A decision from state lawmakers to eliminate funding for the drivers education program is leaving many school districts scrambling for ways to fill the void. Clinton City Schools is one of them.
During a Monday evening work session for the Board of Education, Clyde Locklear, director of finance, presented a bid from North Carolina Driving School to handle the job of teaching student drivers. As of July 1, the General Assembly made a decision to shut down funding for drivers education, leaving funding for the program up to local school systems or parents or both.
“We talked this year about our drivers education program and the loss of funding,” Locklear told the board. “We did explore other options for providing the services and the associated cost.”

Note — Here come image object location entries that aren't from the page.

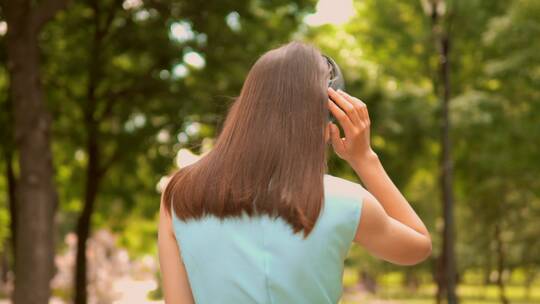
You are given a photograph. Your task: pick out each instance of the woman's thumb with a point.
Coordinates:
(337, 142)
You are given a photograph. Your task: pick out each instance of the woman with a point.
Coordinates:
(258, 219)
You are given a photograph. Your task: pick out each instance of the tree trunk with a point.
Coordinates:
(500, 264)
(36, 193)
(446, 282)
(93, 170)
(11, 185)
(84, 222)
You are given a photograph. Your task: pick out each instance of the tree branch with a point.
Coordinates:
(46, 10)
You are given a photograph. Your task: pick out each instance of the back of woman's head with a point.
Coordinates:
(270, 157)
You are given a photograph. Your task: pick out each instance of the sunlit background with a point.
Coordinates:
(138, 89)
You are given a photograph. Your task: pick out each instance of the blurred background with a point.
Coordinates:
(100, 99)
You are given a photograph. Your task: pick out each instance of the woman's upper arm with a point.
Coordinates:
(387, 238)
(176, 288)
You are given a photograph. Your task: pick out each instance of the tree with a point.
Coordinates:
(36, 193)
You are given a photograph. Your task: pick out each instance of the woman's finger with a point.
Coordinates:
(344, 121)
(345, 105)
(337, 142)
(361, 106)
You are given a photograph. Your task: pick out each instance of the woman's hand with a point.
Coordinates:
(353, 116)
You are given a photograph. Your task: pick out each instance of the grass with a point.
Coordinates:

Locklear said the service consists of two components — classroom instruction and driving lessons and will provide vehicles, but not classroom space. The driving school will receive payment for the number of students in the program. He noted that the contract is for $200 per student and the program serves between 175 and 200 students each year. Currently the district is allowed to charge students up to $65 for drivers education.
“We would propose to continue to do that and we’ll pick up the cost or the difference, assuming nothing changes between now and July 1,” Locklear emphasized.

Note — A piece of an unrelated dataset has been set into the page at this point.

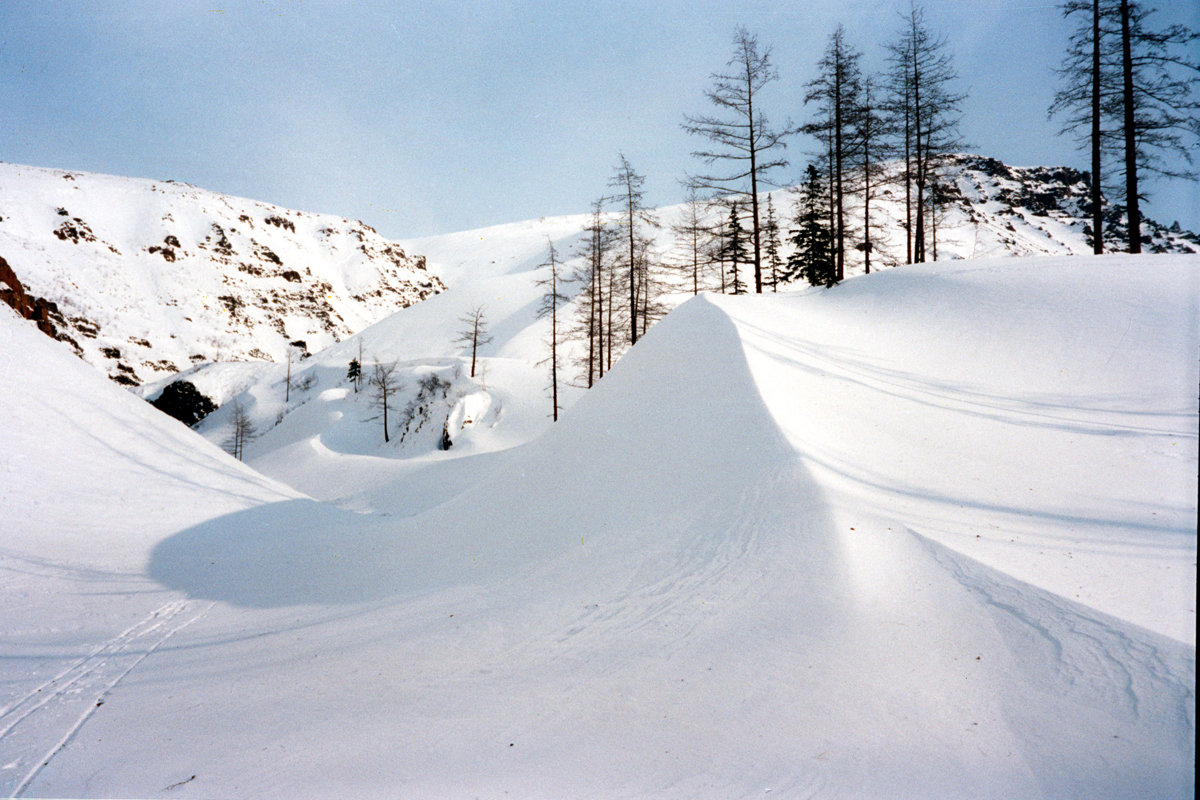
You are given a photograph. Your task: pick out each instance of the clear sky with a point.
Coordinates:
(431, 116)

Currently, the cost for each student is between $350 and $360 per student. About $200 of that was coming from the state.
The vendor currently works with more than 30 school districts and serves 20,000 per year. Locklear said they’ve been in business since the early 1990s.
“They do have the background to provide the service to our students going forward,” he said.
Along with other districts,Clinton City Schools is unsure if they’re receiving any help from the state for the program.
“Based on that, it’ll be our responsibility to fully fund the program out of our local resources,” he said. “This contract gives us the option of doing that …”
The district has an option to renew the contract annually and,if approved, it will go into effect July 1.
“It’s basically a 12-month commitment at this time, but the contract does give either party the option of cancelling,” he said. “If they are not servicing us well, we would have the option of cancelling and if they’re not meeting the terms of the contract and moving to another direction.”
The Board of Education is scheduled to make a decision on the contract during its next meeting, scheduled for 6 p.m. Monday, May 4, at the Sampson Middle School Media Center.